Trump é um candidato fora do comum, ou já houve, na história dos EUA, algum ex-presidente ou ex-candidato com uma postura de imprevisibilidade semelhante, pelo menos em termos de promessas?

Houve alguns, mas mal-sucedidos, como Barry Goldwater, nos anos 60. Mas esse era um conservador radical, Trump é populista. Teve algumas posições que poderiam resultar em imprevisibilidade, ainda por cima durante a Guerra Fria. Há quem compare, ainda assim, Trump com Andrew Jackson, mas eram tempos diferentes, no século XIX os EUA não eram uma potência mundial. Acho, fundamentalmente, que Trump é ele próprio, não é fácil de comparar seja com quem for.

Donald Trump também refere no programa que antes da Administração Obama-Clinton, a «Líbia estava estável», a «Síria sob controlo» e o «Iraque a viver uma redução da violência». E critica as estratégias de «construção de nação» e «mudança de regime» seguida por aqueles. Podemos refletir sobre a possibilidade de Trump preferir, por exemplo, uma Síria com Assad, mas estável, a uma outra qualquer solução governativa que englobe rebeldes sírios, atualmente apoiados pelo Ocidente?

O que Trump diz sobre a Administração Obama-Clinton é falso. Nunca houve uma situação de  «mudança de regime» nos seus mandatos. Pelo contrário, herdaram da administração de Geoge W. Bush, dois problemas que não criaram: Iraque e Afeganistão. No caso da Líbia, os EUA não se envolveram na primeira linha…

Posto de uma forma muito simples: é totalmente descabido prever um acordo Trump-Assad-Putin, para a Síria, tendo em conta que já mostrou simpatia pelo presidente russo e parece preferir uma Síria estável, independentemente de quem a liderar? 

Não consigo prever essa hipótese. Mas a acontecer seria um erro colossal e teria consequências complicadas no quadro da ordem internacional. Um acordo dessa natureza seria defender que não faz mal passar linhas vermelhas, não faz mais usar armas químicas contra a própria população e não faz mal violar todos os princípios das relações internacionais. 

Trump também diz que quer «derrotar a ideologia radical islâmica terrorista como fizemos [EUA] para vencer a Guerra Fria». É possível encontrar algum paralelo entre os dois momentos históricos, nem que seja em termos psicológicos?

Não.

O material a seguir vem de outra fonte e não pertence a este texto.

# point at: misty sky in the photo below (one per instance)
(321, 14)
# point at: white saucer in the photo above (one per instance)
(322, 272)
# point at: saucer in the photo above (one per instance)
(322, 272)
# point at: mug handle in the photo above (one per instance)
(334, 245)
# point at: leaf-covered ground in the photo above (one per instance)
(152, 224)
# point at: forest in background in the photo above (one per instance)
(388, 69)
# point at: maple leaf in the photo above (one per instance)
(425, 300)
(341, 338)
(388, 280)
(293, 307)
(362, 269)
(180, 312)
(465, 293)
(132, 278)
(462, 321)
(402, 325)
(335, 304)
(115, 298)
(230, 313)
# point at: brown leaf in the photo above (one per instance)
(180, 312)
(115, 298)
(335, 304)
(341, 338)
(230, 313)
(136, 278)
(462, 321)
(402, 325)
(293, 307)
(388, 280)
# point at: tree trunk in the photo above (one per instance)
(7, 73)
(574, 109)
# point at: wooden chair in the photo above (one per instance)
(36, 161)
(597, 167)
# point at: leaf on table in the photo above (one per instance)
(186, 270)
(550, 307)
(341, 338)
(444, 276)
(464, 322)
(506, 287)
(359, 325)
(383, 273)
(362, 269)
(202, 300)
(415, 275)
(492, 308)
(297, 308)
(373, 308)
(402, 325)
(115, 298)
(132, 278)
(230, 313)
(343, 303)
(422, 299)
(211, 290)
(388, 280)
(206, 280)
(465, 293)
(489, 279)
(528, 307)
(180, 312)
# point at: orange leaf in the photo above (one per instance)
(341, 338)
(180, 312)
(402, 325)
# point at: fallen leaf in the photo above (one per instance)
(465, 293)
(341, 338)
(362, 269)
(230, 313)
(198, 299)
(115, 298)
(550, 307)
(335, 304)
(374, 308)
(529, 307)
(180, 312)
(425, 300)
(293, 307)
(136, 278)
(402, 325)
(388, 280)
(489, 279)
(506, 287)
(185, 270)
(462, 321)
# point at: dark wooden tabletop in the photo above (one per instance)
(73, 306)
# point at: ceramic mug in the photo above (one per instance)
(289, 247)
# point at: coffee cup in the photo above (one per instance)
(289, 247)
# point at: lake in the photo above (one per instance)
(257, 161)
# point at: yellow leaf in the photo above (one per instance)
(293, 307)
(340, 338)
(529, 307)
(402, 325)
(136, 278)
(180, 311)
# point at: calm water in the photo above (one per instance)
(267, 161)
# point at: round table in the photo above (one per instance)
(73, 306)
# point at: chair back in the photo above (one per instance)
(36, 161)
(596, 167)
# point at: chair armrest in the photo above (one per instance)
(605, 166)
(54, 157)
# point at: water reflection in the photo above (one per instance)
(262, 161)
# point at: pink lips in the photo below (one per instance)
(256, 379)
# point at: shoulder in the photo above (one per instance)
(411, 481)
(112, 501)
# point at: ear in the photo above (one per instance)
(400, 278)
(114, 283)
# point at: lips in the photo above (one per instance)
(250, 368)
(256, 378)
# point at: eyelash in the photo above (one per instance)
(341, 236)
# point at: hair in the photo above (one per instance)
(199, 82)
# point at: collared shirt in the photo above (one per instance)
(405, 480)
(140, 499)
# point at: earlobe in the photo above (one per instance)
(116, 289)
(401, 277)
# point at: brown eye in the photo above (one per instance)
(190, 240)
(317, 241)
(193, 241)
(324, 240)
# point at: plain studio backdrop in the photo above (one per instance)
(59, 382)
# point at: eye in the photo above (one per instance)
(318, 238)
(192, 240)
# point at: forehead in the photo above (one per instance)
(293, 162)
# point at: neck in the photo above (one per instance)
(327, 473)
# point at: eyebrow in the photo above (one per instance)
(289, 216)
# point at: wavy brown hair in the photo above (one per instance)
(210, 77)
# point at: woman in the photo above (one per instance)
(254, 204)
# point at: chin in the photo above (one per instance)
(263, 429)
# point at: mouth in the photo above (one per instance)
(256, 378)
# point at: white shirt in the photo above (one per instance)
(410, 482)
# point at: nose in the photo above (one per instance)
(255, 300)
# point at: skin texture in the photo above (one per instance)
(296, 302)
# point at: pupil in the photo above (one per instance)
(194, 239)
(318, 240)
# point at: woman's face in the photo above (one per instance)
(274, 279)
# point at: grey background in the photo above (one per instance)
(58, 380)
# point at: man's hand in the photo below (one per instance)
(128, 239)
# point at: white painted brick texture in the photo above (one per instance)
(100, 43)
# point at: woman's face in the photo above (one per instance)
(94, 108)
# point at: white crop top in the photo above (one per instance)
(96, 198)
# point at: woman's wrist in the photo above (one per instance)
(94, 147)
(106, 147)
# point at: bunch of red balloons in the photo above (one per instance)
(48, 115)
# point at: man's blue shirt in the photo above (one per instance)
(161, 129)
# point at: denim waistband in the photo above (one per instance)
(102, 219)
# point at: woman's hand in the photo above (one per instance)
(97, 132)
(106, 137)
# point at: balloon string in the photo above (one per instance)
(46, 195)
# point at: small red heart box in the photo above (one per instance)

A Guerra Fria foi um confronto direto entre dois Estados. E na altura havia um adversário ideológico muito bem definido, universalista, com a missão de derrotar o liberalismo. E a Guerra Fria não foi ganha pelos EUA, foi um suicídio da URSS, ao tentar reformar-se. Tocqueville já dizia, «o momento mais perigoso para um mau regime é o momento em que se tenta reformar». Não há paralelo possível. A Indonésia, por exemplo, é um país islâmico e um do grandes aliados dos EUA. A Arábia Saudita, a mesma coisa. A ideologia radical islâmica terrorista é um grupo ultraminoritário do islão sunita árabe, que não representam o Islão, nem em número, nem em ideologia.